Updated: Jun 16, 2021
Last fall, the United States Customs and Border Protection seized over 3,300 pounds of hemp that was on its way to Switzerland. It has destroyed a majority of the biomass after alleging that it tested over 0.3% THC.
Months later, Customs still has the hemp that tested within the allowable THC range, and We CBD, LLC, the company that was shipping the hemp, wants it back.
We CBD files lawsuit to get its hemp back
On March 13, We CBD, LLC filed a lawsuit against the United States of America and the U.S. Customs and Border Protection. We CBD is suing federal customs and border protection to have their seized hemp returned to them.
According to media reports, Customs initially offered to give the hemp back to the company as long as the company agrees not to sue Customs for the destroyed biomass. Now, Customs reportedly claims that the remaining biomass should also be destroyed.
Federal officials have asked the federal court to dismiss the lawsuit, according to a recent Hemp Industry Daily article.
On June 7, Customs filed a separate civil lawsuit against the remaining legal hemp in their possession. In the lawsuit, Customs accuses We CBD of smuggling contraband and requests that the court forfeit the roughly 550 pounds of legal hemp that remains in their possession.
How Customs seized the hemp
On Nov. 8, 2020, We CBD shipped over 3,300 pounds of industrial hemp from Oregon to North Carolina by charter flight. The hemp was ultimately on its way to a customer in Switzerland, court documents state.
We CBD, which is licensed by the Oregon Department of Agriculture to handle and distribute hemp, had purchased the hemp from Hemp Worldwide and Zoe Therapeutics, LLC. Hemp Worldwide and Zoe Therapeutics, LLC are both licensed by the Oregon Department of Agriculture to grow hemp.
The hemp also underwent all legally required testing and “was properly labeled with compliance documents attached to each item during their shipment,” court documents state. The compliance materials were also reportedly available in a separate folder that the charter flight company held.
When the carrier stopped to refuel at the Charlotte-Douglas International Airport, Customs allegedly called the North Carolina Highway Patrol to do a field test on the hemp. That field test reportedly determined that there was THC present, but could not identify what type of THC.
Customs seized 58 large duffel bags and 35 trash bags full of biomass. Later, it reportedly sent six samples from this biomass to a lab for testing. Five of the six tests reportedly came back over the allowed THC threshold, with one sample testing as high as 69%, according to court documents.
Customs and Border Protection seized roughly 2,780 pounds of hemp that allegedly contained more than 0.3% delta-9 THC. It also seized about 550 pounds of hemp that did not test above the legal threshold.
Each argues that the other failed to follow the rules
Court documents state that Customs “does not have the authority to arbitrarily detain a lawful agricultural commodity. But that is what [Customs] did here.”
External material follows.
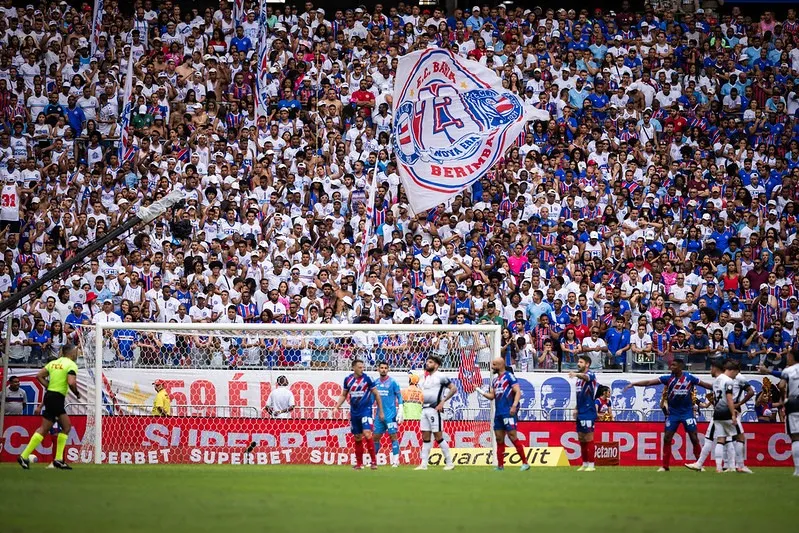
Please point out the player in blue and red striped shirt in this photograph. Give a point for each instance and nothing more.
(362, 392)
(585, 411)
(679, 389)
(507, 394)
The documents further explain that Customs does not have this authority because the 2018 Farm Bill amended the Controlled Substances Act definition of marijuana to exclude cannabis plants that contain 0.3% THC or less.
Federal customs officials reportedly said that We CBD was flying marijuana, not hemp, and that the biomass should be destroyed. Hemp and marijuana are both Cannabis sativa plants. The difference between the two is the amount of delta-9 THC that the plant contains.
Customs claims in its complaint that We CBD was potentially committing fraud while trying to smuggle drugs out of the country. The complaint states that most of the shipment was over the 0.3% THC threshold and that We CBD did not declare its product on the flight.
“Customs argued that We CBD loaded its chartered jet with 93 duffel bags and garbage bags filled with cannabis plants and submitted paperwork that the plane carried only crewmembers and no cargo,” Hemp industry Daily reported.
However, We CBD alleges in its complaint that Customs “intentionally authorized or directed law enforcement officers to undertake the actions that violated [We CBD’s] rights." This document also states that Customs "adhered to an unofficial custom or policy to show deliberate indifference towards the rights of hemp handlers" and "failed to adequately train the individual law enforcement officers to distinguish between industrial hemp and marihuana.”
It also claims that Customs did not follow its own rules for seizing and destroying property.
Customs “has orchestrated a strategy of delay, obfuscation, and false reassurances only to delay [We CBD] of its rights under [Customs and Border Protection] Rules and the U.S. Constitution,” states the filing.